Красавица глянула прямо в лицо спрашивавшей:
– Вернусь, когда буду хоть наполовину так же богата, как ты.
Она действительно уехала на другой день, и графиня с тех пор совершенно, как говорится, потеряла ее из виду. Друг другу они не писали… Так прошли целые четыре года.
И вот одним сияющим июньским днем, совершая свою обычную утреннюю прогулку в обществе попавшихся ей по дороге Троекуровых, отца и дочери, и недавно представленного ей итальянца, маркиза Каподимонте, увидела она шедшую по аллее навстречу им стройную, очевидно, новоприезжую в Люцерн даму в восхитительном туалете, в котором опытный глаз светской женщины тотчас же признал произведение великого Ворта. «Из Парижа, и непременно русская!» – сказала она себе, взглянула пристальнее…
– Tony! – вскрикнула она в изумлении.
– Я! – ответила та, спокойно улыбаясь и подходя к ней.
Графиня радостно схватила ее за обе руки, прижалась губами к ее щеке.
– Ты здесь… давно ли?.. Замужем… за кем? – вырывались у нее торопливо один за другим вопросы.
– Замужем, да! – коротко ответила дама.
И, оборачиваясь к Троекурову, который, приподняв учтиво шляпу, отходил от них с дочерю под руку:
– Le général ne me reconnaît pas, il paraît38? – проговорила она веско.
Он чуть-чуть сдвинул брови, но все так же учтиво приподнял шляпу еще раз:
– Узнаю теперь: госпожа Сусальцева, если не ошибаюсь? – ответил он на том же французском языке.
«Су-саль-цева, quel nom cocasse39!» – пронеслось в голове графини, между тем как молоденькая дочь Троекурова не то тревожно, не то с каким-то жадным любопытством – показалось Елене Александровине – вскидывала на «Тоню» свои лучистые глаза.
– Папа, тебе пора в ванну! – как бы вспомнила она чрез миг, увлекая отца вперед по аллее.
Молодые женщины остались одни.
– Ну рассказывай скорее про себя, рассказывай все, все! – торопливо заговорила графиня Драхенберг, подхватывая «кузину» под руку и усаживая ее рядом с собою на ближайшей скамейке.

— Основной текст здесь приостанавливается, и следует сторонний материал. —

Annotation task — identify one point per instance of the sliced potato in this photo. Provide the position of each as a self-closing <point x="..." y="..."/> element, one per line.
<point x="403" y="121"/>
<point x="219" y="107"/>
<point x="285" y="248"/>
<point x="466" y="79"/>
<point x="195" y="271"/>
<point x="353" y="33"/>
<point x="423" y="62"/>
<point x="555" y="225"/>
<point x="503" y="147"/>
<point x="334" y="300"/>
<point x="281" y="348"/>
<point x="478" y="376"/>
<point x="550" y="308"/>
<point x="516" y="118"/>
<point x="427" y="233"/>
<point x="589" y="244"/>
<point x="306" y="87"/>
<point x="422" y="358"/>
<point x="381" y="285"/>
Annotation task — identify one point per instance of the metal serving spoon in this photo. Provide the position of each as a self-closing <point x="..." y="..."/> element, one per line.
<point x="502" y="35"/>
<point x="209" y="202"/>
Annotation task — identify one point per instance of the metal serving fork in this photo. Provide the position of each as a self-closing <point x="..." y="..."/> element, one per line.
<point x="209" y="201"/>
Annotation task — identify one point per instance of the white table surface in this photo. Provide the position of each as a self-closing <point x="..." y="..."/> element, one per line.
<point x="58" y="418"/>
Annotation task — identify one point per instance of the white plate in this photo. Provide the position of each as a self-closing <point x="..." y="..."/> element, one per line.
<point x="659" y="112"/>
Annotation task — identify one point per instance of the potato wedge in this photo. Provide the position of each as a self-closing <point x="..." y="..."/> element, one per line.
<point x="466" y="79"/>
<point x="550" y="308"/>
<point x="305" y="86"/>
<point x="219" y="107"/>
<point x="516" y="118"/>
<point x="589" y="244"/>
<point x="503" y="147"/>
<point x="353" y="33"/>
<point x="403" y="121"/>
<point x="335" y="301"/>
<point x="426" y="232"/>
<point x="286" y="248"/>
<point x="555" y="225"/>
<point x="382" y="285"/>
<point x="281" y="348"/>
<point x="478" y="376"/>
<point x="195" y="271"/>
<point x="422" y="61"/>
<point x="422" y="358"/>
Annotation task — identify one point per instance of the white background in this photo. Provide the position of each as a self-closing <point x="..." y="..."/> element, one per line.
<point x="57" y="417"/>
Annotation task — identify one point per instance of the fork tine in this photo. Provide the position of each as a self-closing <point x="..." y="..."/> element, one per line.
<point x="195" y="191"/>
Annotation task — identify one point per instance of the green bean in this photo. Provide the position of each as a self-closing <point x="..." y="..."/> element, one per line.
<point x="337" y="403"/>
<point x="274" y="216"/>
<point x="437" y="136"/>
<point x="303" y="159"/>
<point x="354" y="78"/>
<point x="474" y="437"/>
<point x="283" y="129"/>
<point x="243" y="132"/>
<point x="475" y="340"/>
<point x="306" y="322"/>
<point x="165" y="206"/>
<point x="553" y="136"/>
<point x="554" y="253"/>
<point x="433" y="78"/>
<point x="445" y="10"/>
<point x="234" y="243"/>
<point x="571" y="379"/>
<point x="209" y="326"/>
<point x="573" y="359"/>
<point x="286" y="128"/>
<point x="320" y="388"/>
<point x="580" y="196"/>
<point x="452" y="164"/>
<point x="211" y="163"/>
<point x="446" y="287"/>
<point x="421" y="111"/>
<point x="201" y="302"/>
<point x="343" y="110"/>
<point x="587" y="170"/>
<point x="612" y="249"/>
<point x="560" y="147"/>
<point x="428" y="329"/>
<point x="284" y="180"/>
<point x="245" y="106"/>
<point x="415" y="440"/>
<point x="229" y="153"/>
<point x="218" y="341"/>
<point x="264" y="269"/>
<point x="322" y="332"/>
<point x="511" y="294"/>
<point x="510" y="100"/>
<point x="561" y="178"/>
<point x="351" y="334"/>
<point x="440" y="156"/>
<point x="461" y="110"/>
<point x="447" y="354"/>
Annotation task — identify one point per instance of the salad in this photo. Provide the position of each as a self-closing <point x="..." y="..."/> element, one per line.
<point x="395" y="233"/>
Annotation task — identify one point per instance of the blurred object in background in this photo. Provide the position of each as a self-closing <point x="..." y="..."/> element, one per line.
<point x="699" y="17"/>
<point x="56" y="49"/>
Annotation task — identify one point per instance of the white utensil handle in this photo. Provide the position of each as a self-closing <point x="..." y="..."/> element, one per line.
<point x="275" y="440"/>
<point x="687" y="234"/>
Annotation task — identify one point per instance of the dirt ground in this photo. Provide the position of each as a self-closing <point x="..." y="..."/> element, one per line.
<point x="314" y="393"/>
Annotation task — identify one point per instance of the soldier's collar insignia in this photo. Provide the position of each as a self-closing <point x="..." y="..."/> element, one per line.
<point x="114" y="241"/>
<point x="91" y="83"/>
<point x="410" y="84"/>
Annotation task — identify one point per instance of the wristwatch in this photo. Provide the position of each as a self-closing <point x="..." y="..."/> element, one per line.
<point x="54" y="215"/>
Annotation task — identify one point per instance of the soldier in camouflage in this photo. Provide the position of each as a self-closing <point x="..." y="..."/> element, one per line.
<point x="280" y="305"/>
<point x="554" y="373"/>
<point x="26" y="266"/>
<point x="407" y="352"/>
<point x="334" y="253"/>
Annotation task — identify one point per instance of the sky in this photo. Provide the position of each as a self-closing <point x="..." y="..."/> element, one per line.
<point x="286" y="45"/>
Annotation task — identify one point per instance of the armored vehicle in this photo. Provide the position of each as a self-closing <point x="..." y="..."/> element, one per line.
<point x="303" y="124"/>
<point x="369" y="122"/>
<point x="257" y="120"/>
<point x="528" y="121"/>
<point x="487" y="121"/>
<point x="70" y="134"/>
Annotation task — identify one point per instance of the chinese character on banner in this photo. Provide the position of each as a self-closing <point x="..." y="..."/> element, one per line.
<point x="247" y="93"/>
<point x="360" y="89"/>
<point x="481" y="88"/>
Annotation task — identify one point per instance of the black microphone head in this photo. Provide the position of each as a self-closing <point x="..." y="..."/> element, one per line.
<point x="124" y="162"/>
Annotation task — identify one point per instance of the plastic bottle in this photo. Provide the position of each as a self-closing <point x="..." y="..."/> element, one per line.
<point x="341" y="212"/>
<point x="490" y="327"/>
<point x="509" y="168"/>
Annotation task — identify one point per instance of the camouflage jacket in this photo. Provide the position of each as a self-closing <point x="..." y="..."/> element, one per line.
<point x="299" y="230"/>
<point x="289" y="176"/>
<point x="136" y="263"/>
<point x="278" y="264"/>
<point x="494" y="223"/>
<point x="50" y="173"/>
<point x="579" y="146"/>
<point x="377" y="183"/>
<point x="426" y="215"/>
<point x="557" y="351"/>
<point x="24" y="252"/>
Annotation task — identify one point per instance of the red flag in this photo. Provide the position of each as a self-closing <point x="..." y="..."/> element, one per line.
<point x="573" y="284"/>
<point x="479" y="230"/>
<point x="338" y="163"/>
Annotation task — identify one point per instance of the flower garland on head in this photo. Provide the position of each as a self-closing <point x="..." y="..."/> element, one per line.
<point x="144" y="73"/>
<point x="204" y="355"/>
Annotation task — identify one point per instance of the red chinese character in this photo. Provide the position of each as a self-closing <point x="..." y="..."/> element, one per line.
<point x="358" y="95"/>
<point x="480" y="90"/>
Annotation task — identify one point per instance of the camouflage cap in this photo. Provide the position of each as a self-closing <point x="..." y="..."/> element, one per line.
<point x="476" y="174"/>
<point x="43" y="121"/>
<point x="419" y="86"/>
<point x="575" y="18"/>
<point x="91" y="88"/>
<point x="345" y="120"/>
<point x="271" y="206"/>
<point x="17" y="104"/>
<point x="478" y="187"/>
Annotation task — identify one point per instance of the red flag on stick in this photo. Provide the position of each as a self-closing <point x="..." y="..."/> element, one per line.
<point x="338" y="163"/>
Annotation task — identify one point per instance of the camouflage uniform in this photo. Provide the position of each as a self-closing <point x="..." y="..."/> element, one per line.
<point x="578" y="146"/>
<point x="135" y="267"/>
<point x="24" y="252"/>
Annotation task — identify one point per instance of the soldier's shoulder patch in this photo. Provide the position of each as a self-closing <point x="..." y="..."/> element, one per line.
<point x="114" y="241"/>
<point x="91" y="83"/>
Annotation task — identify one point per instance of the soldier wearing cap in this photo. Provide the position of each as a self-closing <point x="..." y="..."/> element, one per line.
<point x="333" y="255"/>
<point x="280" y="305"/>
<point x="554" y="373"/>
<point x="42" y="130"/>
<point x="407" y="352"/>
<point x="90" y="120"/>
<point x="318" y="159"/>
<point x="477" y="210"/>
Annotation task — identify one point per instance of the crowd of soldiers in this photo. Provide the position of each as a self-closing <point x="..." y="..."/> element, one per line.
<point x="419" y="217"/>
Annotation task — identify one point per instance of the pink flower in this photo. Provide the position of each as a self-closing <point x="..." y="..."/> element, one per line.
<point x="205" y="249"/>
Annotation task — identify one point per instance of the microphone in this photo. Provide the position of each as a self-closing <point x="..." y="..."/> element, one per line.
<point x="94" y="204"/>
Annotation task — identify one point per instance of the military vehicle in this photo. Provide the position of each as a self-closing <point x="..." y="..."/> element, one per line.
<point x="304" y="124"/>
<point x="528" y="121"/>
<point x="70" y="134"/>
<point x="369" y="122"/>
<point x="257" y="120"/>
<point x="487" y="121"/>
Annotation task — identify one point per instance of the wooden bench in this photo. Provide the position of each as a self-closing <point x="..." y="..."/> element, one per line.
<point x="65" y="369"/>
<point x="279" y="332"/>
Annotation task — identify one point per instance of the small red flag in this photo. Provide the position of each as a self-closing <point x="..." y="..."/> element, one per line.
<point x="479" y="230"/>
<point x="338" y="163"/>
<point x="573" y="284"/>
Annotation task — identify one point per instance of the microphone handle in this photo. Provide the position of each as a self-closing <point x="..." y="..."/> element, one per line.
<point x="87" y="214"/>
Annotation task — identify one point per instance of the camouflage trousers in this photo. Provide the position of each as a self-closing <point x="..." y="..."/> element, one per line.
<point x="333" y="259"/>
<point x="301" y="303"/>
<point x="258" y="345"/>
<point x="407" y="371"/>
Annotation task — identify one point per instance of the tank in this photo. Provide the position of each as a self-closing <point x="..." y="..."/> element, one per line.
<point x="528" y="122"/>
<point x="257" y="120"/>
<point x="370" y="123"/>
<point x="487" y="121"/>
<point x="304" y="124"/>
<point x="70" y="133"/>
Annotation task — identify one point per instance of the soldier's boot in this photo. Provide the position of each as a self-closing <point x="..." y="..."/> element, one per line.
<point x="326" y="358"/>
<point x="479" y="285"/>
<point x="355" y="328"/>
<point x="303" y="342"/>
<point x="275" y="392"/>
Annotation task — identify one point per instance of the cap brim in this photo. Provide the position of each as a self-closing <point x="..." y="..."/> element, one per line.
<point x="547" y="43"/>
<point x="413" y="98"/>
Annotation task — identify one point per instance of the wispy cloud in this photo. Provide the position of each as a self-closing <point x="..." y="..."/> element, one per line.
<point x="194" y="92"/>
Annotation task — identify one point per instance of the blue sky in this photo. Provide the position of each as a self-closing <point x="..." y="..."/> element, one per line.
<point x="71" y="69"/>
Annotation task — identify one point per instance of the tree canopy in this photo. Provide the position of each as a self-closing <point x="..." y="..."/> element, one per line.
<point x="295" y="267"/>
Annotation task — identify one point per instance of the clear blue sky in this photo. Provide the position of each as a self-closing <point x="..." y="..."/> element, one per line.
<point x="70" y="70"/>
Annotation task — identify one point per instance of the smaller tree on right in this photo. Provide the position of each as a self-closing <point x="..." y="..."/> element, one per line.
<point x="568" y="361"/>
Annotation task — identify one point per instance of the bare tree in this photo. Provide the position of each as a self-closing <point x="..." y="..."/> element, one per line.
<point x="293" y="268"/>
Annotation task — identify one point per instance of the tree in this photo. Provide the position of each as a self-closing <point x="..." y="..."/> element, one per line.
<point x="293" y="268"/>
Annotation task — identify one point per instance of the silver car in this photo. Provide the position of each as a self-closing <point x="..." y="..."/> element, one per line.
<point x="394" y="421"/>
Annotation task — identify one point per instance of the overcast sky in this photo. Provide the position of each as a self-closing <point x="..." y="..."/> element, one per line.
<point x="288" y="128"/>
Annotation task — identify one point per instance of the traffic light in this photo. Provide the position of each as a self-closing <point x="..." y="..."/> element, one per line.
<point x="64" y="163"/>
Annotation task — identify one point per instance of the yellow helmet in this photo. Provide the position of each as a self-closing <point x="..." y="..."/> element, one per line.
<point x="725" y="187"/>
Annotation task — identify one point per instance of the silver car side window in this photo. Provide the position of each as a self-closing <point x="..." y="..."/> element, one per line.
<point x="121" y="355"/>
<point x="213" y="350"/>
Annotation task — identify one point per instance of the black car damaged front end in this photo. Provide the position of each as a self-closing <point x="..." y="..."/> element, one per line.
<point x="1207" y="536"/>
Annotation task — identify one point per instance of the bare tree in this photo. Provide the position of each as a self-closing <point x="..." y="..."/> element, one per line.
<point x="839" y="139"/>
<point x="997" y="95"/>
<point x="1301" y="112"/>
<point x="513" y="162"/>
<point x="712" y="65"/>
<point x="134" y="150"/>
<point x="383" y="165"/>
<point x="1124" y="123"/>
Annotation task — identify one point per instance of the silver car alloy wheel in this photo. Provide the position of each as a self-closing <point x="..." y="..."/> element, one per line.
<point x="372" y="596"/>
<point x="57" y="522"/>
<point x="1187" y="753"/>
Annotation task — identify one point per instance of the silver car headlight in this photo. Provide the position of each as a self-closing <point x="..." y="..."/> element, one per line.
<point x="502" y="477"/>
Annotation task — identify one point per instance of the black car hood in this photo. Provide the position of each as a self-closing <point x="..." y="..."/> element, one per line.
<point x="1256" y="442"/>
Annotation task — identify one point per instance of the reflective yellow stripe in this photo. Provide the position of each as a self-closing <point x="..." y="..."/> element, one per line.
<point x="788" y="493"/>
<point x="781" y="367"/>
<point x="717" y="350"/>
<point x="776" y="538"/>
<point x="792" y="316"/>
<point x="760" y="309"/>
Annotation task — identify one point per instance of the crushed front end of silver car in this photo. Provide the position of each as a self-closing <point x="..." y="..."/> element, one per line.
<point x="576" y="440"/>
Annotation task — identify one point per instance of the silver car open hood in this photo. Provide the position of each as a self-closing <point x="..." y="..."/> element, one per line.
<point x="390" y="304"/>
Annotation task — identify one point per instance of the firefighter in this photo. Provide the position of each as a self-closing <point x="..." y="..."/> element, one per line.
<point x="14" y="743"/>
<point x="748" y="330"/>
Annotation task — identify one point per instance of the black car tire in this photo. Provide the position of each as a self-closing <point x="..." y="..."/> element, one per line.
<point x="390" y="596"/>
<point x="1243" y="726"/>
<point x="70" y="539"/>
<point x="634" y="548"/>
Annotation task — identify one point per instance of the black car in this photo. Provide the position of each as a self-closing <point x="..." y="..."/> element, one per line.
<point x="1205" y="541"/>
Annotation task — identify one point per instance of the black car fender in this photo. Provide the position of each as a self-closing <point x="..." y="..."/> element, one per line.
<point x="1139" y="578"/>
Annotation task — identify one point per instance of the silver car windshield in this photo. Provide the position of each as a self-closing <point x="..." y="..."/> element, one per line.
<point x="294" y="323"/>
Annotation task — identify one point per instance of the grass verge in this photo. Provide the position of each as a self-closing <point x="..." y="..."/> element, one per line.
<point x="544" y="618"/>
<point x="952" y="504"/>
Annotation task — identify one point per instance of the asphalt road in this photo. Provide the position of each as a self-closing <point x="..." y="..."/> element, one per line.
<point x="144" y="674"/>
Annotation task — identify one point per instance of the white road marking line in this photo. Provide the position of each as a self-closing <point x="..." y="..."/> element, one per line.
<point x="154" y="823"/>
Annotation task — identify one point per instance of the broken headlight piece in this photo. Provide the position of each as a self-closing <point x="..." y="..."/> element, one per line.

Через четверть часа она знала о ней все в главных чертах, дополняя остальное своим фейерверочным воображением. «Tony богата, очень богата теперь… Конечно, au prix d’une mésalliance40». Ho графиня не видела в этом особенного неудобства. «Родовые предрассудки», говоря демократическим языком, никогда не пускали особенно глубоких корней в мировоззрение русского общества; да и в силу чего держались бы они?
У нас нова рожденьем знатность,И чем новее, тем знатней41,замечено недаром великим поэтом… A графиня Елена Александровна к тому же, столько же из противоречия «балтийскому феодализму» наскучившего ей мужа, сколько из личного убеждения 42-«qu’il faut être de son siècle», издавна почитала и заявляла себя женщиной «либеральною» и безусловною поклонницей новейших прогрессов… Она поэтому тотчас же рассудила, что Tony, выйдя замуж за этого «richissime négociant», поступила как умная женщина, «comme une personne d’esprit, qu’elle est»… что, конечно, довольно неприятно называться madame Sousaltzef и что особу с такою фамилией княгиня Андомская в Петербурге ни за что не допустит перейти за порог своей гостиной… «Mais on peut parfaitement se ficher de la princesse Andomcki après tout-42!» отважно возражала она себе тут же, «а если муж Тони сколько-нибудь приличен, то они со своими миллионами везде будут приняты… Ведь ездят же все к биржевикам Доконаки и Гинекену…»
– Ну вот, ты и добилась своего! – радостно говорила она «кузине». – Помнишь твои слова пред отъездом?.. Так и вышло: из «ничего» «все».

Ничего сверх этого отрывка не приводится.